En examinant la frontière, le gouverneur de province a remarqué les dommages causés par le centre médical de Long Ampung et la pénurie de médecins
APAU KAYAN - Le vice-gouverneur de l’Extrême-Nord de Bornéo (Kaltara), Ingkong Ala, a visité directement les conditions de l’hôpital Pratama Long Ampung dans le district de Kayan Selatan, dans le district de Malinau, lors d’une visite de travail dans la région frontalière d’Apau Kayan mardi (24/3/2026).

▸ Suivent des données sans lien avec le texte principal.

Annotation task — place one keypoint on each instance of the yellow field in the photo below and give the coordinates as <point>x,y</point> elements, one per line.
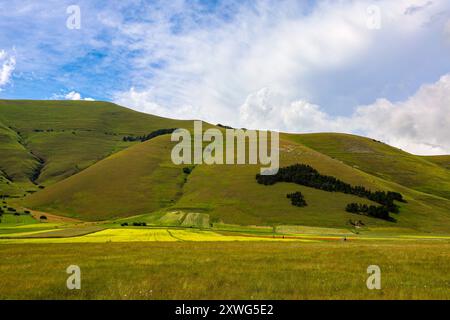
<point>142,235</point>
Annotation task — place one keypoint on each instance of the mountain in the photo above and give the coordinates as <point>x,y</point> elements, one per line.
<point>76,150</point>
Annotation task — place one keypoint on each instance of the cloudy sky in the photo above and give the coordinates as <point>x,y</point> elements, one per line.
<point>374,68</point>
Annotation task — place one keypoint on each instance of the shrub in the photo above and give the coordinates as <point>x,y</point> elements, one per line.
<point>297,199</point>
<point>308,176</point>
<point>187,170</point>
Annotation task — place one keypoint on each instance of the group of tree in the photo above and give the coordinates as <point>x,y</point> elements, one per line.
<point>187,170</point>
<point>224,126</point>
<point>297,199</point>
<point>380,212</point>
<point>134,224</point>
<point>308,176</point>
<point>149,136</point>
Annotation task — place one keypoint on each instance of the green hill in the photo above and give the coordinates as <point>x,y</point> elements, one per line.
<point>92,174</point>
<point>443,161</point>
<point>43,142</point>
<point>382,160</point>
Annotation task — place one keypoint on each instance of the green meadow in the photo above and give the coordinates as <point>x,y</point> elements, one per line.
<point>74,191</point>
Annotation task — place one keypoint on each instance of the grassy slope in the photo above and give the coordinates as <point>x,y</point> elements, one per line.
<point>230,194</point>
<point>142,179</point>
<point>381,160</point>
<point>75,135</point>
<point>443,161</point>
<point>136,180</point>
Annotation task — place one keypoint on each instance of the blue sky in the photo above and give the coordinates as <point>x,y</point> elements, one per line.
<point>376,68</point>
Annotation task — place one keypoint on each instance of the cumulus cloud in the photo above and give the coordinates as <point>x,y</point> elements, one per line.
<point>72,95</point>
<point>8,64</point>
<point>419,124</point>
<point>143,101</point>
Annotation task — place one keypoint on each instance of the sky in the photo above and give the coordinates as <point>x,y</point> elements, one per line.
<point>374,68</point>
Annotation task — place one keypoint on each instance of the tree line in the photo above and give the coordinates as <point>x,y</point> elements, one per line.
<point>308,176</point>
<point>149,136</point>
<point>297,199</point>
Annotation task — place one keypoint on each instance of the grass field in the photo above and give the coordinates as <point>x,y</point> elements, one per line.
<point>224,270</point>
<point>141,227</point>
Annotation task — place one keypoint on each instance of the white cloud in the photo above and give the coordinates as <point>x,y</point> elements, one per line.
<point>419,124</point>
<point>72,95</point>
<point>143,101</point>
<point>7,66</point>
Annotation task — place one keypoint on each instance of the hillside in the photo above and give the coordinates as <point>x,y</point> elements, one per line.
<point>43,142</point>
<point>423,174</point>
<point>102,177</point>
<point>443,161</point>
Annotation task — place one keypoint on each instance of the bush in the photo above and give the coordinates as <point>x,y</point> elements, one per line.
<point>297,199</point>
<point>308,176</point>
<point>380,212</point>
<point>187,170</point>
<point>149,136</point>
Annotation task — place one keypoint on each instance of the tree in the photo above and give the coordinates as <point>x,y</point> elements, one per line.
<point>297,199</point>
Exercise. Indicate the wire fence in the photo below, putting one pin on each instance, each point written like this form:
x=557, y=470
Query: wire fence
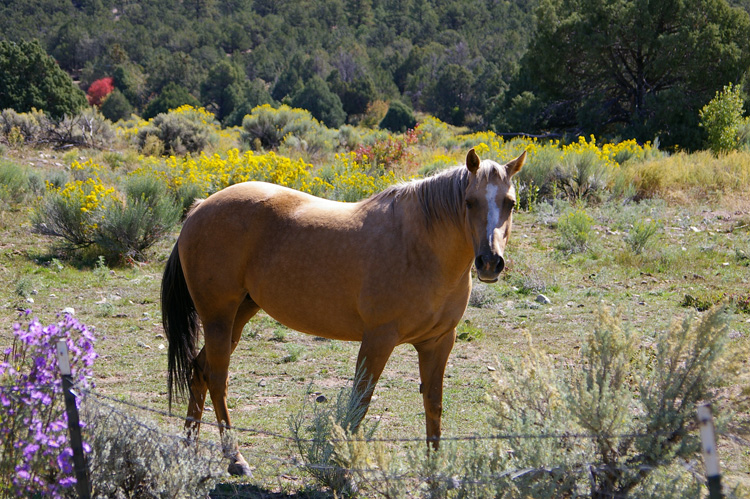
x=411, y=476
x=154, y=443
x=460, y=438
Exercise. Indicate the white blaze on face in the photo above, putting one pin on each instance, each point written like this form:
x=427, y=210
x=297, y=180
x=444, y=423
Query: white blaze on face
x=493, y=211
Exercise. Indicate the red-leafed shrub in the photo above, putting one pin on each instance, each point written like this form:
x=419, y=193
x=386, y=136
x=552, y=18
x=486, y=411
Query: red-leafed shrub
x=99, y=90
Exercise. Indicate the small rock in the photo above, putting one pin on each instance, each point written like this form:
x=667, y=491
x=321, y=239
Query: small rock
x=540, y=298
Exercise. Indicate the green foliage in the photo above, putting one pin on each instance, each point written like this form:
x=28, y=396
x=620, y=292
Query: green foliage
x=399, y=118
x=323, y=104
x=703, y=300
x=615, y=389
x=482, y=295
x=21, y=128
x=266, y=127
x=116, y=106
x=15, y=186
x=88, y=129
x=131, y=457
x=183, y=130
x=128, y=229
x=316, y=433
x=448, y=96
x=91, y=215
x=721, y=118
x=31, y=79
x=574, y=228
x=466, y=331
x=171, y=97
x=617, y=422
x=634, y=69
x=641, y=235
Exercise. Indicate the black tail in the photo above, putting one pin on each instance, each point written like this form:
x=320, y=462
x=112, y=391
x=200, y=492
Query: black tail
x=181, y=326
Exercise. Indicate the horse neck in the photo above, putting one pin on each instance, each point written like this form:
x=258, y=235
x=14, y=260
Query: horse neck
x=448, y=242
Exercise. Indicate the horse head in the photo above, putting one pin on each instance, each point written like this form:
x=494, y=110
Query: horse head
x=490, y=199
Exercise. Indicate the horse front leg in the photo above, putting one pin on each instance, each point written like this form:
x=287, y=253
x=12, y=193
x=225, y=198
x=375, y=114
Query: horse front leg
x=374, y=353
x=433, y=357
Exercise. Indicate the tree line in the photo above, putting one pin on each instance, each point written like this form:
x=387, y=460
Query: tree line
x=631, y=69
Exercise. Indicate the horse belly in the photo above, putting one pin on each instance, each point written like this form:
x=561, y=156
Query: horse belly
x=313, y=313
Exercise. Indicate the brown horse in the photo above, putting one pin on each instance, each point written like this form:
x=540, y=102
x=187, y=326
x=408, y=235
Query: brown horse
x=392, y=269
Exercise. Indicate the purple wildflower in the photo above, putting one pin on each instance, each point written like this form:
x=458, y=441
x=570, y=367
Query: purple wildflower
x=35, y=457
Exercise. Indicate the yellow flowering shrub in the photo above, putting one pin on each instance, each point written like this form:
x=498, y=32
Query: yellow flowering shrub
x=73, y=212
x=343, y=180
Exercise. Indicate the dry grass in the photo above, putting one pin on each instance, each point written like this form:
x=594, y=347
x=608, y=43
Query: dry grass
x=682, y=176
x=703, y=236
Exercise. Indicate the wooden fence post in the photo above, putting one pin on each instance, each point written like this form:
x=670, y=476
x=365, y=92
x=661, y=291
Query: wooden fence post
x=74, y=428
x=710, y=453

Lors de l’examen, Ingkong a identifié de nombreux problèmes fondamentaux qui entravaient l’optimalisation des services de santé. Le bâtiment de type D a été endommagé dans plusieurs parties, en particulier le plafond dans la zone d’hospitalisation, qui était gravement endommagé, ce qui risquait d’entraver la confort et la sécurité des patients.
« C’est très inquiétant. Les hôpitaux dans les zones frontalières devraient être la pointe de l’iceberg des services de santé, mais leur état n’est pas encore digne », a déclaré Ingkong Ala.

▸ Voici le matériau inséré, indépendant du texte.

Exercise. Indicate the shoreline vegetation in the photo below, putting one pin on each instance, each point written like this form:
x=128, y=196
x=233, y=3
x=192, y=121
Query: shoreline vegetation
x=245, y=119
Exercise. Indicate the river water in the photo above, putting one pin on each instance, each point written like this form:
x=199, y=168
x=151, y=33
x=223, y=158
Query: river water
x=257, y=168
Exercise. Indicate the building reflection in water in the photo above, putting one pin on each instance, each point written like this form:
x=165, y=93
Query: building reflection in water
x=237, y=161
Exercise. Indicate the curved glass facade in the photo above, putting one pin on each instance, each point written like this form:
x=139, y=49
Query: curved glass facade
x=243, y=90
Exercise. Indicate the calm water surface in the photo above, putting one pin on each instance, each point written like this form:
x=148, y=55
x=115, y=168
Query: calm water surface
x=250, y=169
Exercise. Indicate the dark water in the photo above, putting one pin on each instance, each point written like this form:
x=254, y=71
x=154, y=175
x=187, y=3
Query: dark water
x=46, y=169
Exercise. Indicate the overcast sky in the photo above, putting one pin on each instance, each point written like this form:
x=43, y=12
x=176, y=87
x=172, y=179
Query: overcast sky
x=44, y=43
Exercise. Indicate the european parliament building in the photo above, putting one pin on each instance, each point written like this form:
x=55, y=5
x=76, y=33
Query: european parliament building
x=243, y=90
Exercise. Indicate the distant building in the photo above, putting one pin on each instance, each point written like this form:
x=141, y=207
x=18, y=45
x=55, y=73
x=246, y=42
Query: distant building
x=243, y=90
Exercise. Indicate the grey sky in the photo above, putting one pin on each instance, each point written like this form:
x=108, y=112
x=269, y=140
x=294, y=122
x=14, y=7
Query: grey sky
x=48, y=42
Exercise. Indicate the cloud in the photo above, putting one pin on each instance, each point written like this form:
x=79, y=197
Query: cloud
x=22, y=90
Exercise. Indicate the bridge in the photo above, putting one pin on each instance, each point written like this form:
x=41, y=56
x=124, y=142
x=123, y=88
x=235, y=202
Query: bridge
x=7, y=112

Il a insisté que son parti encouragera l’accélération de la réparation des installations et la mise à disposition de personnel médical par la coordination intergouvernementale, y compris avec le gouvernement central.
« En ce qui concerne le plafond endommagé, c’est une question technique de construction. Cela n’aurait pas dû se produire si cela avait été fait correctement depuis le début », a-t-il déclaré.
En attendant, le directeur par intérim de l’administration de l’hôpital Pratama Long Ampung, le Dr. Hendra, a revélé que les services de santé dans l’hopital étaient en marche depuis 2017. Cependant, jusqu’à ce jour, son statut est toujours celui d’un premier niveau de santé (FKTP) BPJS, égal à un puskesmas.
« Les services fonctionnent depuis 2017 avec le statut de BPJS comme FKTP. Cela signifie qu’ils sont toujours équivalents aux centres de santé », a-t-il expliqué.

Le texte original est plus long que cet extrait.